BM Scholz: Das war heute ein spektakulär unspektakuläres Treffen. Ich habe in diesem Gebäude, in dem Saal, in dem wir eben gesessen haben und miteinander geredet haben, in ganz unterschiedlichen Funktionen über Zuwanderung, Einwanderung, Fachkräfte gesprochen - als Bundesminister für Arbeit, als Hamburger Bürgermeister, jetzt als Bundesminister der Finanzen -, und zum ersten Mal waren sich alle einig, dass wir Einwanderung brauchen und dass es nur darum geht, wie wir das möglichst gut organisieren können. Das symbolisiert sich mit dem Fachkräfteeinwanderungsgesetz, das wir hier besprochen haben und dessen Umsetzung wir hier besprechen. Trotzdem glaube ich, dass das ein ganz weitreichender Schritt in der Geschichte Deutschlands ist. Wir akzeptieren, Einwanderungsland zu sein, und wir gehen damit mit pragmatischer Vernunft um. Ich glaube, das ist das Wichtigste, was man zu allem sagen kann.

Dass wir alles angesichts der wachsenden Herausforderungen für das Wachstum unserer Wirtschaft und des großen Arbeitskräfte- und Fachkräftebedarfs alles dafür tun müssen, dafür Sorge zu tragen, dass es genügend geeignete Arbeitskräfte gibt, ist eine neue Erkenntnis, die aber wichtig ist.

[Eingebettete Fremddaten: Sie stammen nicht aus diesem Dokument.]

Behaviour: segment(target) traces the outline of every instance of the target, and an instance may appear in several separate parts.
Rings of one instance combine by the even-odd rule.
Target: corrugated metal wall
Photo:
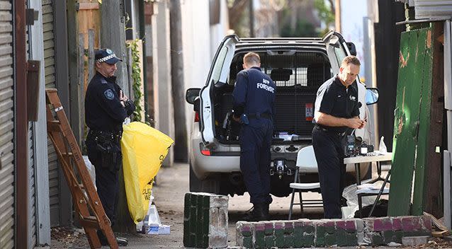
[[[43,0],[43,30],[44,32],[44,57],[45,88],[55,88],[55,57],[53,4]],[[49,161],[49,195],[50,199],[50,226],[60,226],[60,173],[58,158],[53,144],[47,139]]]
[[[0,248],[14,247],[12,1],[0,0]]]
[[[33,140],[33,124],[28,122],[28,168],[30,182],[28,183],[28,238],[29,245],[36,245],[36,188],[35,187],[35,151]]]
[[[416,19],[448,18],[452,16],[452,1],[444,0],[414,0]]]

Das werden wir schaffen, indem wir alles dafür tun, dass Frauen und Ältere bessere Beschäftigungschancen in unserem Land haben, und indem wir die Chancen der Europäischen Union nutzen; es geht aber eben auch um Fachkräfte aus dem außereuropäischen Ausland.

Vieles von dem, was hier jetzt zugrunde gelegt ist, ist gut erprobt - ich greife einmal ein Beispiel heraus: die Drei-plus-zwei-Regelung, was Auszubildende betrifft -, und deshalb haben auch viele Zutrauen gewonnen und sind jetzt bereit, miteinander darüber zu sprechen, wie wir das so hinbekommen, dass das eine gute Sache wird - für diejenigen, die in Zukunft in Deutschland auf dem Arbeitsmarkt tätig sind, für die Unternehmen, aber auch für unsere Gesellschaft. Dass das aus gemeinsamer Überzeugung gelingen kann, ist wahrscheinlich das Besondere des heutigen Treffens.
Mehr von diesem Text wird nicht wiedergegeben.